Mas foi só no século XVI que o spa começou a ganhar contornos mais definidos, ainda na Europa, e apenas no Século XVIII passaram a ser conhecidos, como os conhecemos hoje. A palavra spa é também o nome de uma cidade belga que se tornou famosa pelas suas águas termais, e pela qualidade de vida que oferecia aos seus habitantes.
Actualmente, retomam-se as distintas técnicas ancestrais, naturais e cosméticas, de saúde corporal e espiritual, para gerar novos conceitos e formas de uso do spa, oferecendo, além da terapia da água, outras técnicas que combinam massagens, exercícios, cuidados e nutrição, com o propósito de desintoxicar, relaxar, hidratar e purificar o organismo e ainda prevenir o stress, mas quase todos os rituais com raízes na antiguidade.
Virtudes ancestrais
Há quem diga que o uso terapêutico da água começou quando o homem pré-histórico notou que, lavadas, as feridas saravam mais rapidamente. Na mais remota antiguidade, na Caldéia, já existiam construções especiais e balneários públicos e, mais tarde, também encontradas na Pérsia e no Egipto.
Em St.
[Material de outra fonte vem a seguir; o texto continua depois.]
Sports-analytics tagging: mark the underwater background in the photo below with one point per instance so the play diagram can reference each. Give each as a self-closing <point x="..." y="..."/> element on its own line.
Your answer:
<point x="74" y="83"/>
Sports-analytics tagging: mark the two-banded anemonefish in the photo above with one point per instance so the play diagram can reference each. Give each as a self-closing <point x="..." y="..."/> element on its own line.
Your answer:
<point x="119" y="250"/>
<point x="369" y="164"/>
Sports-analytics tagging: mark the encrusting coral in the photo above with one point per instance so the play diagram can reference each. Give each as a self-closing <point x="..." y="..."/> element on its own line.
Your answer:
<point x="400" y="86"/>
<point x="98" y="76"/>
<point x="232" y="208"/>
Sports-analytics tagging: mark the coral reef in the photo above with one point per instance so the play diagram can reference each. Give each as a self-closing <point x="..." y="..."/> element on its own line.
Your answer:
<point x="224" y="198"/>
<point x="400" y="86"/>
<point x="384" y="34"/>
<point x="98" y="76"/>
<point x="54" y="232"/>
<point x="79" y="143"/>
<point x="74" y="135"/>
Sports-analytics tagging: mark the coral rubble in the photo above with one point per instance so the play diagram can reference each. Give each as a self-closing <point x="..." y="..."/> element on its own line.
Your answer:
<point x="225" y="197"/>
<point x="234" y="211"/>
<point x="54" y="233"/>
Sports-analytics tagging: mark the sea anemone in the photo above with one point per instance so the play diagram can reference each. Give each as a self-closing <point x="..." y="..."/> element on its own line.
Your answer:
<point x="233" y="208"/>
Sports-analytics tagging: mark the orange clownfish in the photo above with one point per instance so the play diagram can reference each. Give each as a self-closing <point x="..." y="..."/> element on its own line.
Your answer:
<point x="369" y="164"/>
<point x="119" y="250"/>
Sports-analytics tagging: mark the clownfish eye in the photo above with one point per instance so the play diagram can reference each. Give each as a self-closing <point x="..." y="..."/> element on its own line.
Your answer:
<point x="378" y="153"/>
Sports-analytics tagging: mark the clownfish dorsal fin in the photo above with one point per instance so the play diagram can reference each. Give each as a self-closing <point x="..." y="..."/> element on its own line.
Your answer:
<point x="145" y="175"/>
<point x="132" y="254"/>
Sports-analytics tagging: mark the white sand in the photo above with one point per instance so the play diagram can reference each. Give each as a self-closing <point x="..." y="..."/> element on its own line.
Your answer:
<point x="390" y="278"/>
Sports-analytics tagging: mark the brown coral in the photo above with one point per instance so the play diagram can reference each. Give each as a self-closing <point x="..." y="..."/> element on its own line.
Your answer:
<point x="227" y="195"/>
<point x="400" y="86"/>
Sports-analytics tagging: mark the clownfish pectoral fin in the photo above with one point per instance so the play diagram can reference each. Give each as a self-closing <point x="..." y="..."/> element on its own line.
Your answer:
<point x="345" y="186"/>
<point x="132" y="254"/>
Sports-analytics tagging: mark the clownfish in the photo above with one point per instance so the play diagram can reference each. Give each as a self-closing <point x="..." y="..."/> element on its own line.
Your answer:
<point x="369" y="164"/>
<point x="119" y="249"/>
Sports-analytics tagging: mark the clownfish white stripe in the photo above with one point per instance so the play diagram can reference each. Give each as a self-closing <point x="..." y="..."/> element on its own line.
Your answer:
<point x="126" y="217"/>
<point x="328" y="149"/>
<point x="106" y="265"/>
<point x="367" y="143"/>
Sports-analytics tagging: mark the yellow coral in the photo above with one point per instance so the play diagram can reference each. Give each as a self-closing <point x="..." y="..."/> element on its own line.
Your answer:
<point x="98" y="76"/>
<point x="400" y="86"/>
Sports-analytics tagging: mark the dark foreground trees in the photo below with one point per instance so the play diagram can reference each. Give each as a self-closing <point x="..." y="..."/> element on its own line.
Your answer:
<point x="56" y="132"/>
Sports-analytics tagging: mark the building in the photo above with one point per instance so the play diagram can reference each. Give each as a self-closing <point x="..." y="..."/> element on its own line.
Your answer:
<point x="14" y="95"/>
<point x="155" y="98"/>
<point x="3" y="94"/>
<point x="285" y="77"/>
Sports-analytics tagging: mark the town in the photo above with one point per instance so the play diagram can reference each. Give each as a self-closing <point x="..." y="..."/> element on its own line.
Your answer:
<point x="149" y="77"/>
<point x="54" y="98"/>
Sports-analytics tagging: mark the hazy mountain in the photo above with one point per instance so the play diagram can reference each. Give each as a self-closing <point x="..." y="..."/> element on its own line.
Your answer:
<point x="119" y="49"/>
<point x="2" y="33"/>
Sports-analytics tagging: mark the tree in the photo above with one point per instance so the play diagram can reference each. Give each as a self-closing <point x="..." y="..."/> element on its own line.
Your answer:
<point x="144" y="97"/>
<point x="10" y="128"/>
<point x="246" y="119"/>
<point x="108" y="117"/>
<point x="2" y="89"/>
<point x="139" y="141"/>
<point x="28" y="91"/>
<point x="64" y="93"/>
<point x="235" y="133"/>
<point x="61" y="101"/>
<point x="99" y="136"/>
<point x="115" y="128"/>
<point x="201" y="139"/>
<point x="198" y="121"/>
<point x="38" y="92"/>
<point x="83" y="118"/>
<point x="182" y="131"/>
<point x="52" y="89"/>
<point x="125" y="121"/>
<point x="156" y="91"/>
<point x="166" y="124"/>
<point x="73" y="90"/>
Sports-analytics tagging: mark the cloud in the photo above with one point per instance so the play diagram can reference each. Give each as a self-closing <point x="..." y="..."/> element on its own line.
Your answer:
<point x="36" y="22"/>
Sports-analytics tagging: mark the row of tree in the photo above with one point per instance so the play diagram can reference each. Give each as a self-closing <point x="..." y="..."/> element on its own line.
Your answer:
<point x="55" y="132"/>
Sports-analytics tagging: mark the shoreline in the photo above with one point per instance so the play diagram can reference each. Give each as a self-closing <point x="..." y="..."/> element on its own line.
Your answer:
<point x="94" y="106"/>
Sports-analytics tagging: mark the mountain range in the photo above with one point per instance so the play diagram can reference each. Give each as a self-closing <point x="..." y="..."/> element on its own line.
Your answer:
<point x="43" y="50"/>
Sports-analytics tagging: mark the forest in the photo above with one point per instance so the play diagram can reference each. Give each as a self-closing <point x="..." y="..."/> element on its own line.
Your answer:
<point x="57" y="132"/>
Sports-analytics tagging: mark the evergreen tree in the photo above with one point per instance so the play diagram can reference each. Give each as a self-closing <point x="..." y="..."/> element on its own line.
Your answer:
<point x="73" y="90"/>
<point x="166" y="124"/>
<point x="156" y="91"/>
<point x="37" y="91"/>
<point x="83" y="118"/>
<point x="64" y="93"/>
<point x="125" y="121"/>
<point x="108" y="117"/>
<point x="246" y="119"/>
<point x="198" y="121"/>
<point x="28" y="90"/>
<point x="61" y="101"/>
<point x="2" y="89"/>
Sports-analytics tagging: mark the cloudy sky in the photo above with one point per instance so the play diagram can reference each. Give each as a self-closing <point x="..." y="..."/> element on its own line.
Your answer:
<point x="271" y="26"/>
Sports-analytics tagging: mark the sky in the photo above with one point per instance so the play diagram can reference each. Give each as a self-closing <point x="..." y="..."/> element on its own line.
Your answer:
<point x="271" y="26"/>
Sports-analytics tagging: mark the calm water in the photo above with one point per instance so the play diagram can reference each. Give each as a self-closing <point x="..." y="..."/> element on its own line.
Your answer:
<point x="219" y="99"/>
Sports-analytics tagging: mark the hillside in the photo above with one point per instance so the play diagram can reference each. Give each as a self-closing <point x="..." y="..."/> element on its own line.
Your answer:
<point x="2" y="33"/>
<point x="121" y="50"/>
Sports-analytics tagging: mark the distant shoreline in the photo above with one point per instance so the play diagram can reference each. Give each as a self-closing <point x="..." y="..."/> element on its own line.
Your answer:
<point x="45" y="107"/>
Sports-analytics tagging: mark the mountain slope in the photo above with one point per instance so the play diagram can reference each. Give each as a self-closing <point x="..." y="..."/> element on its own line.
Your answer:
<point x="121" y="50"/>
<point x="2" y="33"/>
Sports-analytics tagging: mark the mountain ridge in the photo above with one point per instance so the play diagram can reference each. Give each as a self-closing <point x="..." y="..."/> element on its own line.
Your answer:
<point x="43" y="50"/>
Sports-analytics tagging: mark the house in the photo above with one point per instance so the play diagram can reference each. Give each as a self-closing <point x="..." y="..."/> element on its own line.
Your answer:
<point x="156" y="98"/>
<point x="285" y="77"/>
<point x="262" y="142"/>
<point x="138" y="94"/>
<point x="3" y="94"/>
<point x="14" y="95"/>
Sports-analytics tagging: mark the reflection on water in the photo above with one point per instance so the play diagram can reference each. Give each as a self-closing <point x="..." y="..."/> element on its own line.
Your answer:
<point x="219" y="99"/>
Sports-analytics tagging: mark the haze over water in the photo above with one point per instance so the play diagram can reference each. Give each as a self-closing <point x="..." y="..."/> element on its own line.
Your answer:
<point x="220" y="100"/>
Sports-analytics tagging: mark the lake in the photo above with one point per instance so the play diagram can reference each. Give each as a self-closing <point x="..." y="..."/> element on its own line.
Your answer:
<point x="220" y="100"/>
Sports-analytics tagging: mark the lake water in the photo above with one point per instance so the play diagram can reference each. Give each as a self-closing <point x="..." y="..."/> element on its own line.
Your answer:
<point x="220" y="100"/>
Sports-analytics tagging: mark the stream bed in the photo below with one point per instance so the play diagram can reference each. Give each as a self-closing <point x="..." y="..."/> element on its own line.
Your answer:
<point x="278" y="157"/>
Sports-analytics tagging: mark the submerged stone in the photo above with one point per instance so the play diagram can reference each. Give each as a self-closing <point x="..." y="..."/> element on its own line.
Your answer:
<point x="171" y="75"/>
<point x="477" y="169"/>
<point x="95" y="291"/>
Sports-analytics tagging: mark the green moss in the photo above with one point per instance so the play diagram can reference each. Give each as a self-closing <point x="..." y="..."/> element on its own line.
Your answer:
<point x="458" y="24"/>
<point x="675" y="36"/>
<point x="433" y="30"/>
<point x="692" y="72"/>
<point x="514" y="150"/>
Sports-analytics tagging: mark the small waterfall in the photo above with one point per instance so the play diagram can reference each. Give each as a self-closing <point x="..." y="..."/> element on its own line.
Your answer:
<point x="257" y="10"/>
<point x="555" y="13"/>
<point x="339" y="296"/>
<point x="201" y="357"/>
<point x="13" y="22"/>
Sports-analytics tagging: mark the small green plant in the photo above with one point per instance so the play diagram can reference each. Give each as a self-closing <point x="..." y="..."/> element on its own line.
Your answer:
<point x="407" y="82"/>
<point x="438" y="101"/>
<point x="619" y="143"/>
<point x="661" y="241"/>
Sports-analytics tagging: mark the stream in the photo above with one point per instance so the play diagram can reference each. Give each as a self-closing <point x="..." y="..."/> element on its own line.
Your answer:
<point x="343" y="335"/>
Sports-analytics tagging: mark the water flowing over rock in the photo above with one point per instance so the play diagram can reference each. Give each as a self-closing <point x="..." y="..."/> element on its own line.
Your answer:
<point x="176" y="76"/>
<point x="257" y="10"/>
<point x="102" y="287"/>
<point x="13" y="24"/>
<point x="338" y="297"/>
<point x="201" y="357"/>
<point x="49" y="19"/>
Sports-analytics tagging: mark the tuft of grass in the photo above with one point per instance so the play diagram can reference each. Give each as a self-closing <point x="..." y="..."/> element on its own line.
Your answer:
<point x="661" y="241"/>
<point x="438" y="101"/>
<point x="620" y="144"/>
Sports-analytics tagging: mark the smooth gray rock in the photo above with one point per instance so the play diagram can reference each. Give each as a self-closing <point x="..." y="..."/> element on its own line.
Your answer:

Moritz, na Suíça, existem encanamentos da Idade do Bronze na região das fontes naturais de águas quentes. O banho é uma actividade que sempre foi praticada por todos os povos no decorrer da história, tanto por motivos higiénicos, religiosos, por prazer, e com finalidades terapêuticas.
Pouco a pouco, os povos antigos foram incorporando todo um conhecimento medicinal, fazendo uso dos benefícios terapêuticos dos diferentes tipos de água, do vapor e da transpiração, bem como da utilização de ervas aromáticas para o tratamento de diversos males e também como fonte de prazer.